O PL 1294/2025 propõe estender por três anos o prazo para a realização do georreferenciamento de imóveis rurais, segundo tramitação recente nas comissões da Câmara. Já o PL 1664/2025 prevê alteração na Lei dos Registros Públicos para prorrogar a exigência de identificação georreferenciada em casos de desmembramento, remembramento e transferência de imóveis rurais — originalmente focado em lotes de até 25 hectares, o substitutivo aprovado ampliou o alcance da proposta em votação nas comissões.
A suspensão constante revela um paradoxo: enquanto países vizinhos avançam na adoção de sistemas modernos de cadastro territorial, o Brasil opta por flexibilizar regras e ampliar exceções. O resultado é um cenário em que a posse da terra continua prevalecendo sobre a prova técnica de sua medição, perpetuando sobreposições de registros, milhões de hectares sem cadastro confiável e comunidades inteiras fora do sistema oficial.
Associações de produtores rurais, especialmente de regiões com menor infraestrutura cartorial, defendem a prorrogação e apontam falta de estrutura técnica e recursos financeiros como entraves que justificariam o adiamento.
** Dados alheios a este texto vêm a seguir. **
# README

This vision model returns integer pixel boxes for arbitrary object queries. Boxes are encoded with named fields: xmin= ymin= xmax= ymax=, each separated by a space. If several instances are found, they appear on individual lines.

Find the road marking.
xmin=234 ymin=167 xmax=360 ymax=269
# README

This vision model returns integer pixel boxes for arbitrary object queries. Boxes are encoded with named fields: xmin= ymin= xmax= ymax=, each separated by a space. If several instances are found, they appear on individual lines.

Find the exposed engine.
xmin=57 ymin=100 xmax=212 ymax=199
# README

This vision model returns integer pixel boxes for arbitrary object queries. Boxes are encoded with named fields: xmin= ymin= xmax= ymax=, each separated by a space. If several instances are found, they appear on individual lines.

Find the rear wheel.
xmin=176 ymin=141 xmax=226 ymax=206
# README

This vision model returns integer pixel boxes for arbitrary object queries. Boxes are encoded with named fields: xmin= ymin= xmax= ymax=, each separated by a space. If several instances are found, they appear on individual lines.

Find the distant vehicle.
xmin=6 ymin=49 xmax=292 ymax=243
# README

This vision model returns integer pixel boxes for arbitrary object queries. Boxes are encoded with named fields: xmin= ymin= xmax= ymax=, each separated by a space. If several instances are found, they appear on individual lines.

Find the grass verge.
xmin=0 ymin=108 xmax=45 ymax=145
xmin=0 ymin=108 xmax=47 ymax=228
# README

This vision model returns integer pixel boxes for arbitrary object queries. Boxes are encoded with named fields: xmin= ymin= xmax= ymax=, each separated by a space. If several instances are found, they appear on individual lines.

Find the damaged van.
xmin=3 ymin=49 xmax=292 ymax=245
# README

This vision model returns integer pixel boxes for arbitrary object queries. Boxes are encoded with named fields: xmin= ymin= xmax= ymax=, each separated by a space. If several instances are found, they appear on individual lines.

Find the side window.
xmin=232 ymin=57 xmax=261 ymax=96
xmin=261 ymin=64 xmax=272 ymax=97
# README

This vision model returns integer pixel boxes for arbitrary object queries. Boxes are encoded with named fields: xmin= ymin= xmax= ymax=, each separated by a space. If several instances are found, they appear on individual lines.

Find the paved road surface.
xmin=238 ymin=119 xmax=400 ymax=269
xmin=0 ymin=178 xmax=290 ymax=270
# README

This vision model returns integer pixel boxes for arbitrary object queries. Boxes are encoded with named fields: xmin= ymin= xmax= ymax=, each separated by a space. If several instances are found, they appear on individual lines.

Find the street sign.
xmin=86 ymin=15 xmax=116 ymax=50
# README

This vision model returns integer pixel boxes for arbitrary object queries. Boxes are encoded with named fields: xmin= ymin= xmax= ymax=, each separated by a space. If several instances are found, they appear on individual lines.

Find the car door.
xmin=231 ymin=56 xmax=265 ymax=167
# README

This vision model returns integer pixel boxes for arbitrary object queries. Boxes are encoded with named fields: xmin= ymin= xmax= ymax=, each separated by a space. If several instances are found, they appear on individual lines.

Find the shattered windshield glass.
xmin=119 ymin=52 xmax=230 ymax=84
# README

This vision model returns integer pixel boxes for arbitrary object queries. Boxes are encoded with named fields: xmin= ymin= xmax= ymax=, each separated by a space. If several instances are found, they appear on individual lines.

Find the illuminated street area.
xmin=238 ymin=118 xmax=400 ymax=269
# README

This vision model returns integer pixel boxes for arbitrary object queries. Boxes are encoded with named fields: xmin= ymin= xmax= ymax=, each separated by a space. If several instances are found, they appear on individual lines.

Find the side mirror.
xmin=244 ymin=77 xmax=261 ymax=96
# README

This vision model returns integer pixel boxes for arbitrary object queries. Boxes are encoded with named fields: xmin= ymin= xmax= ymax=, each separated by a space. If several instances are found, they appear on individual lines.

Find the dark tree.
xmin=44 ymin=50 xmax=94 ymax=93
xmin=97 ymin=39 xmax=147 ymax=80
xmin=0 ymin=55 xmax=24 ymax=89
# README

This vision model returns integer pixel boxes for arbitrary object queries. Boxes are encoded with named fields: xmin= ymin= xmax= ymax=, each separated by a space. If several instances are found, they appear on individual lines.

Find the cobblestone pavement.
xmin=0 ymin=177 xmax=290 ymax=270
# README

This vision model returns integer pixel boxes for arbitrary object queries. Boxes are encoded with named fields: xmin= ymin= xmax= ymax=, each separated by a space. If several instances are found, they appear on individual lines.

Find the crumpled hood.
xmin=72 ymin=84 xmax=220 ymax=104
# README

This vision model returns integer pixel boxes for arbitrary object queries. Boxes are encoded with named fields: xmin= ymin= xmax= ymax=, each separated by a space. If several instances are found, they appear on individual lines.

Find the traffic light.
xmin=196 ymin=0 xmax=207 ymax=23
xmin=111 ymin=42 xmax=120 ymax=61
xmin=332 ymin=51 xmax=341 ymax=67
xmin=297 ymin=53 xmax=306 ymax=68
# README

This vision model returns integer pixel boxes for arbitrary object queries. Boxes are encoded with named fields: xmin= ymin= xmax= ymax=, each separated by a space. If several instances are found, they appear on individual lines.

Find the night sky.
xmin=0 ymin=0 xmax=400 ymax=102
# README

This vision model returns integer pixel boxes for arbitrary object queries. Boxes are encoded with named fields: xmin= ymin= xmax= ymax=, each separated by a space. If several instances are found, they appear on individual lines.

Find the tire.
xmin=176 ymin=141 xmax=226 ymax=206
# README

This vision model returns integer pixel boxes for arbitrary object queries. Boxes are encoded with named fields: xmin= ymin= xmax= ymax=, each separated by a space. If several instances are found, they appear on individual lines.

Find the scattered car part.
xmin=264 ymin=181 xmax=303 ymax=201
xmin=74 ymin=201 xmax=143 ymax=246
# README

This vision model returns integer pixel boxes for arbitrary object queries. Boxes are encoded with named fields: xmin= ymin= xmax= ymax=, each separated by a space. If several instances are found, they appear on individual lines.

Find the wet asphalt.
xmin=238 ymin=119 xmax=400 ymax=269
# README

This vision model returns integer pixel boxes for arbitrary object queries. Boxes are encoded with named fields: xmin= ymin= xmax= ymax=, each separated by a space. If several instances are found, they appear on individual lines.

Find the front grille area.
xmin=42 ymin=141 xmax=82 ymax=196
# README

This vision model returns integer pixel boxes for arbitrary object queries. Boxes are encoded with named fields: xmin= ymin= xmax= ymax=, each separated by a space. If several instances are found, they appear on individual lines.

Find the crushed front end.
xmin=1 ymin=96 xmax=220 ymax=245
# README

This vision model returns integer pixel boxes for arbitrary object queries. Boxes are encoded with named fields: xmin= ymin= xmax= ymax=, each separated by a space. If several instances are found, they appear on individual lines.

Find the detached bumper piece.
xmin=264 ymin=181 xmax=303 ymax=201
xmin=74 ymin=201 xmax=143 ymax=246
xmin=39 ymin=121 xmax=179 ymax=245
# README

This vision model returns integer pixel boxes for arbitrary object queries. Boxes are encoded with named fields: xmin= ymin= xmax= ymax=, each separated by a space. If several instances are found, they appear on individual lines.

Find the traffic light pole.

Para esses grupos, a postergação evita o que classificam como “insegurança econômica” e possíveis bloqueios em cartórios que inviabilizariam operações como desmembramentos, transferências e obtenção de financiamentos.
Em contrapartida, agrimensores, registradores e especialistas em governança territorial criticam os adiamentos. Segundo esses profissionais, cada postergação enfraquece o processo de modernização cadastral e perpetua um cenário de insegurança jurídica, grilagem de terras e disputas territoriais, além do atraso na integração com o Cadastro Ambiental Rural (CAR), considerado essencial para políticas ambientais e de crédito.
“a certificação de imóveis neste país foi implementada aos poucos, tivemos 20 anos para nos adaptar, quanto registrei a Fazenda Shambala em junho de 2004 entendi que estávamos descortinando uma nova era … isso só foi possível por meio do georreferenciamento.”
“Desde 2015 nosso curso habilita nativamente o estudante para exercer a atividade de certificação de parcelas … temos pessoal qualificado, especialistas nesta área … os equipamentos estão acessíveis. Para ter uma ideia, a certificação de um imóvel de até 25 hectares é realizado no mesmo dia, em condições favoráveis, no passado seria em 3 meses.”
“Vejo um retrocesso na câmara dos deputados, eles não convidam profissionais da agrimensura para discutir o assunto … os deputados tomam decisões que muitas das vezes só favorecem uma minoria … podemos resolver isso com técnicas e profissionais habilitados … estamos dispostos a conversar … pois já fazem 24 anos da Lei do georreferenciamento … estamos à disposição para discussão.”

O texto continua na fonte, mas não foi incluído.